How we rapidly churn out production-ready Big Data applications @Groupon
In the past few years, the technology industry has witnessed the rapid adoption of big data technologies, and there is a huge potential to profoundly impact business functions when implemented the right way.
At Groupon, Consumer Data Authority Platform(CDAP) is responsible for processing data of ~500 million users on a daily basis and ensuring appropriate consumer information is made available to all downstream systems easily and efficiently. For this, CDAP has to build and execute jobs frequently to crunch data which will enable downstream systems to drive consumer engagement, personalization, and thereby increase conversion rate.

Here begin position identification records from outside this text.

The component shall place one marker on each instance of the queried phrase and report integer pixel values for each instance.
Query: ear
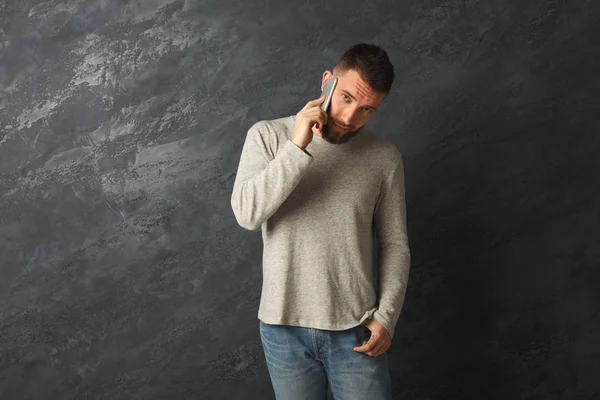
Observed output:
(326, 75)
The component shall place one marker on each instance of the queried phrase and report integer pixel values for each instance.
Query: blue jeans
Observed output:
(304, 363)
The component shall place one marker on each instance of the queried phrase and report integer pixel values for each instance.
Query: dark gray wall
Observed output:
(124, 274)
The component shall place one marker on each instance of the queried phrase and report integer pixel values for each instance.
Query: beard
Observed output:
(335, 137)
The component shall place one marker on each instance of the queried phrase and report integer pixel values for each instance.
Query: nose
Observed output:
(347, 116)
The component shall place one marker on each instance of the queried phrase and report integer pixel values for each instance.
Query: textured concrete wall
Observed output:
(123, 274)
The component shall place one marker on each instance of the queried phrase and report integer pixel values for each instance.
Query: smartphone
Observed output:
(328, 92)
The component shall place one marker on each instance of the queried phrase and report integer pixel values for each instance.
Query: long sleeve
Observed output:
(394, 255)
(266, 176)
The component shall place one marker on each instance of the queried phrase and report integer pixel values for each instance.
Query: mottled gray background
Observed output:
(123, 274)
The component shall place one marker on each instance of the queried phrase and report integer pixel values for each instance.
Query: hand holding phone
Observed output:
(314, 113)
(328, 92)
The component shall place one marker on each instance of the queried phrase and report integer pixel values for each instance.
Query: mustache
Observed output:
(331, 120)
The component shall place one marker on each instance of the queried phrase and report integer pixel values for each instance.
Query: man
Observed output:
(319, 185)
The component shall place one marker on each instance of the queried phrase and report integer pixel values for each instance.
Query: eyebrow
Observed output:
(353, 98)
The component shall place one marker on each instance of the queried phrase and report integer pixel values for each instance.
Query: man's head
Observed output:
(365, 75)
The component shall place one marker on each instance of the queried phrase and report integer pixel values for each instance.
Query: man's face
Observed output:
(352, 105)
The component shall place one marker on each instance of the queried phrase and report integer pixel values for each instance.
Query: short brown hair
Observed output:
(371, 62)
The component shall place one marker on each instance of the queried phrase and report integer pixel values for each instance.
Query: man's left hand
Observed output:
(379, 341)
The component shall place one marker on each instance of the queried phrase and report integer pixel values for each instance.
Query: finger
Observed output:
(314, 103)
(378, 350)
(365, 347)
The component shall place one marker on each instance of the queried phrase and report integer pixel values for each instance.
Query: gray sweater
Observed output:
(318, 210)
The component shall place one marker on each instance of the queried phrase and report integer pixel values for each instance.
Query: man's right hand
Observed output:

To achieve this mission, it is crucial to have robust tools and frameworks in place to enable the following unique qualities:
- One-Stop-Shop for Data Applications — developers should be able to focus on the business problems and quickly build solutions for changing market conditions instead of spending unnecessary resources on tackling the engineering challenges.

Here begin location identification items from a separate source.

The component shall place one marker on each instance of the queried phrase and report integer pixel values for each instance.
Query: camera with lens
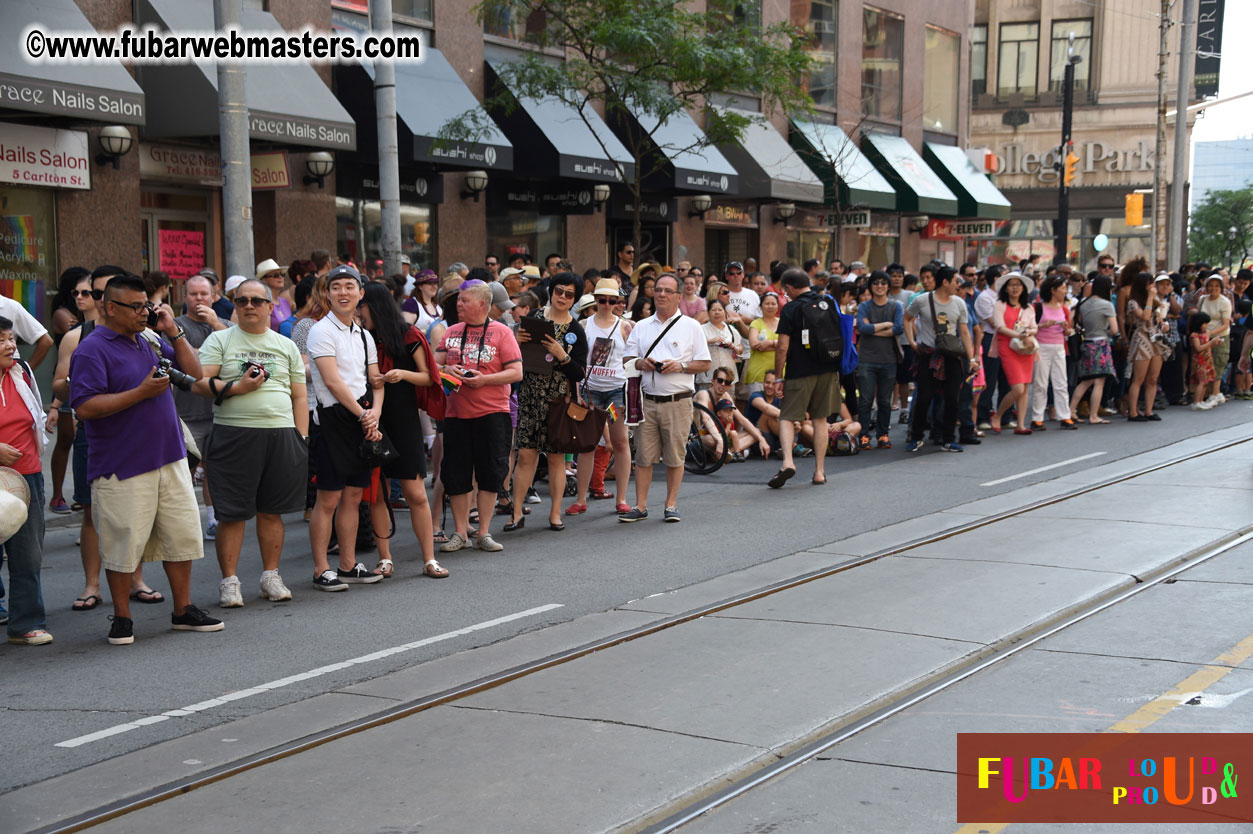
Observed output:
(177, 378)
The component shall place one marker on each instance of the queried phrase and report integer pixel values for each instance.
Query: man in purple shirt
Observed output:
(142, 496)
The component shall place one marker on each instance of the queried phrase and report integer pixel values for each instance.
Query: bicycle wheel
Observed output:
(699, 458)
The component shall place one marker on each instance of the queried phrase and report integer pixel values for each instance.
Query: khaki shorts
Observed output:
(818, 397)
(150, 517)
(664, 432)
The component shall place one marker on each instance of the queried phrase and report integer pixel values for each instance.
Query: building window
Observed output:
(817, 18)
(940, 82)
(1016, 69)
(979, 59)
(882, 49)
(1061, 31)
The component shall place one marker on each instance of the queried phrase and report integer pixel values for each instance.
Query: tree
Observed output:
(654, 58)
(1221, 229)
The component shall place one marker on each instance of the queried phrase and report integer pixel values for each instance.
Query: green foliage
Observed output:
(1209, 234)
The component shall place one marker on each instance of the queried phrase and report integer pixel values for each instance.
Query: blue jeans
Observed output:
(875, 383)
(25, 554)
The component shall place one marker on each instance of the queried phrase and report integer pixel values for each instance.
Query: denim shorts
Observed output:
(603, 398)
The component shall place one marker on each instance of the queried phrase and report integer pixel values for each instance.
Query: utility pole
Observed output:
(1064, 165)
(236, 158)
(1159, 157)
(1175, 229)
(389, 157)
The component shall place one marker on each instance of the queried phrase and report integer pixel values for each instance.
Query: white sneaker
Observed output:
(228, 594)
(272, 587)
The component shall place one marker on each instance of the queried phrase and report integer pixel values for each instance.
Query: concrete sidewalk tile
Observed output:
(457, 772)
(127, 775)
(452, 670)
(759, 683)
(729, 585)
(972, 601)
(899, 534)
(1075, 542)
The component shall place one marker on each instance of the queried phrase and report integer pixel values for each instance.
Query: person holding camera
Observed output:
(142, 497)
(256, 378)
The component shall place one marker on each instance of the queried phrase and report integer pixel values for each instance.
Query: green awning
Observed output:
(848, 178)
(917, 188)
(976, 195)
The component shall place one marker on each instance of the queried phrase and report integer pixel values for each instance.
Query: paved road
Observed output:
(80, 686)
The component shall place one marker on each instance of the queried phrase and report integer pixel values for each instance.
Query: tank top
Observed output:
(605, 347)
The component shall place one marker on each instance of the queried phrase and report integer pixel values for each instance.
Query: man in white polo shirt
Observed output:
(668, 348)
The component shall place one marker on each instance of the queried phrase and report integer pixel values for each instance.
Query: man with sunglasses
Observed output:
(142, 497)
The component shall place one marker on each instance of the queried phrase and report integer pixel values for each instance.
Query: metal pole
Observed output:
(389, 155)
(236, 158)
(1061, 226)
(1159, 155)
(1175, 229)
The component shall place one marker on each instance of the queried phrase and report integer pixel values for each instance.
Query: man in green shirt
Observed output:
(256, 378)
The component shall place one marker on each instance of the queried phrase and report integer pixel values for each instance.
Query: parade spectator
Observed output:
(142, 497)
(256, 378)
(342, 361)
(483, 357)
(21, 443)
(669, 348)
(405, 365)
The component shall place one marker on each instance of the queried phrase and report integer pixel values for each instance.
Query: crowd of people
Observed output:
(335, 391)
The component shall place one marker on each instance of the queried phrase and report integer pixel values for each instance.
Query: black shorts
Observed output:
(475, 450)
(254, 470)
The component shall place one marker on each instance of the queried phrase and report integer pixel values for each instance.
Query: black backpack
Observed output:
(821, 321)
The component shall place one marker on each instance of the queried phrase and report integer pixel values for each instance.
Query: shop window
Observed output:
(940, 83)
(1060, 53)
(882, 50)
(817, 18)
(1019, 53)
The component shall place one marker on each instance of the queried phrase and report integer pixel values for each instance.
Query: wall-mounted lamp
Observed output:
(114, 143)
(701, 203)
(318, 164)
(476, 183)
(785, 212)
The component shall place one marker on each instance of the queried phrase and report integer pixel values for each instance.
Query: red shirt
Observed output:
(16, 427)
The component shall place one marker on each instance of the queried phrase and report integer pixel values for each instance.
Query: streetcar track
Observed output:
(853, 723)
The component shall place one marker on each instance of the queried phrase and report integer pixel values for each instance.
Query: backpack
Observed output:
(821, 322)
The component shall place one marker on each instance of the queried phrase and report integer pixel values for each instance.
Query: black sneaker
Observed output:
(122, 633)
(358, 575)
(328, 581)
(193, 619)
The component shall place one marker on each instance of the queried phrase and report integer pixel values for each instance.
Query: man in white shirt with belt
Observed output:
(669, 350)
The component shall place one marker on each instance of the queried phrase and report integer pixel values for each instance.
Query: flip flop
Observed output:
(87, 602)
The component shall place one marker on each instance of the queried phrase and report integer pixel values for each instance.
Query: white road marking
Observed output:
(295, 679)
(1043, 468)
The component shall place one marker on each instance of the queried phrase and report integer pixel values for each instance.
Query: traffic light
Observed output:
(1071, 164)
(1133, 211)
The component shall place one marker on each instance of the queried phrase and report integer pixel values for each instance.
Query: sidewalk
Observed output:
(614, 738)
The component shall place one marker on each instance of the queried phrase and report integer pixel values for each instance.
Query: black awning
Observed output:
(558, 142)
(100, 92)
(287, 103)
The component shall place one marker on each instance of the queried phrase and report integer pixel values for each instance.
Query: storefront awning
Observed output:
(558, 142)
(287, 103)
(917, 188)
(97, 92)
(976, 195)
(688, 167)
(768, 168)
(850, 179)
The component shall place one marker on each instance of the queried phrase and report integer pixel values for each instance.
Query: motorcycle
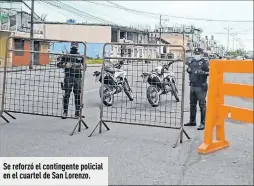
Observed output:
(161, 81)
(115, 81)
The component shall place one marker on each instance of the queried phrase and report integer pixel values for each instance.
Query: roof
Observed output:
(116, 27)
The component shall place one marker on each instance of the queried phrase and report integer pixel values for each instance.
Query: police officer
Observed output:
(198, 72)
(72, 79)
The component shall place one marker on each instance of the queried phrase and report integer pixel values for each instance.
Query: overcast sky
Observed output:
(217, 10)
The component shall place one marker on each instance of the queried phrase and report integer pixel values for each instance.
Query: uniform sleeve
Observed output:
(206, 67)
(62, 62)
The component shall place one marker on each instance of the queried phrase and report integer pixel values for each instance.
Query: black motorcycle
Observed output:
(161, 81)
(115, 81)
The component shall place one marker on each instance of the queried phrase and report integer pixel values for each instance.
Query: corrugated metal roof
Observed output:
(123, 28)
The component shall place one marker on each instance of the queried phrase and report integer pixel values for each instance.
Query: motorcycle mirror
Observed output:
(170, 63)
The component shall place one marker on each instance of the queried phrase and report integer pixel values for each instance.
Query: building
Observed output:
(17, 23)
(95, 36)
(191, 34)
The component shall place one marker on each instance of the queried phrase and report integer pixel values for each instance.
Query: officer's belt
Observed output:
(196, 84)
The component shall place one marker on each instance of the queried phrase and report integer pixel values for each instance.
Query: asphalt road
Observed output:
(137, 155)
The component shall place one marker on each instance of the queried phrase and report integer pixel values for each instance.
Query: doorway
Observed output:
(36, 55)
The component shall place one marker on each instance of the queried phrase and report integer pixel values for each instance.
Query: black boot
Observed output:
(193, 112)
(202, 119)
(64, 116)
(201, 126)
(191, 123)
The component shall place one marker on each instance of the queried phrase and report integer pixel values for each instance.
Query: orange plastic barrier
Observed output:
(217, 111)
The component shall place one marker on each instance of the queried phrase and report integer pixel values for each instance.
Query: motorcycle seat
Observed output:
(111, 70)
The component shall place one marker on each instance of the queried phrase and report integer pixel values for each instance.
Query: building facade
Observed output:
(95, 36)
(190, 34)
(17, 24)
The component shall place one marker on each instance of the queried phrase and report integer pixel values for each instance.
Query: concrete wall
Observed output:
(85, 33)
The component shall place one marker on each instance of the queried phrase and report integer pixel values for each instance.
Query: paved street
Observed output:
(137, 155)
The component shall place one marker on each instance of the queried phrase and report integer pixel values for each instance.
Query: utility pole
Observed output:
(32, 36)
(160, 38)
(228, 30)
(234, 34)
(183, 35)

- Nimble Consumer Insights — since time to market is very critical for consumer data applications, with each passing day having an impact on the revenue, it’s important for developers to have an arsenal of tools to quickly build and deploy solutions that can be used by the business to instantly make decisions.
Need for a Big Data Framework
In general, writing production-ready Big Data applications from scratch is a fairly complex task as a lot of effort is wasted in making sure that the different technologies co-exist together. Furthermore, if the application is not coded modularly, then adding more libraries, upgrading the versions of existing tools & libraries, and subsequent application amendments become a nightmare.
Even when challenges associated with building a Big Data application are overcome, making it production-ready is an added headache involving testing, deployment, logging, alerting, failure handling, monitoring, etc.
Therefore, having a framework that allows developers to build data applications without having to worry about these challenges enables one to focus on the real problem and create high-quality production-ready applications far faster.
And Voila! The Consumer Authority Big Data Framework
CDAP Big Data framework does just that; it allows developers to easily create and deploy production-ready big data applications with a range of inbuilt features across various phases of application development.
- Command-line arguments & logging
- Email/Pagerduty alerting with support for custom channels
- Execution tracking and configurable retry support on failure
- Pluggable processing engines & heterogeneous sources/sinks
- Out of the box connectivity to popular Big Data tools
- Support for streaming data applications
- Cloud compatible with support for popular AWS services
- Seamless integration with Airflow with auto-generation of DAG code.
Plug and Play is in the gene!
The Big Data tech stack is evolving at a rapid pace from the time it came into existence. Multiple processing engines and data stores have entered this space in the last decade, each offering various advantages for specific use cases. This poses a serious challenge to developers as they have to worry about the technicality associated with these tools while solving business problems.
The ability to use pluggable modules like Processing engines and Data sources is a must for any generic Big Data application framework and we have used it at the heart of the framework.
The various modules used in the framework like processing engines, data stores, configuration parsers, alert channels, etc. are designed in a way that enables developers to seamlessly plug in any tool of their choice.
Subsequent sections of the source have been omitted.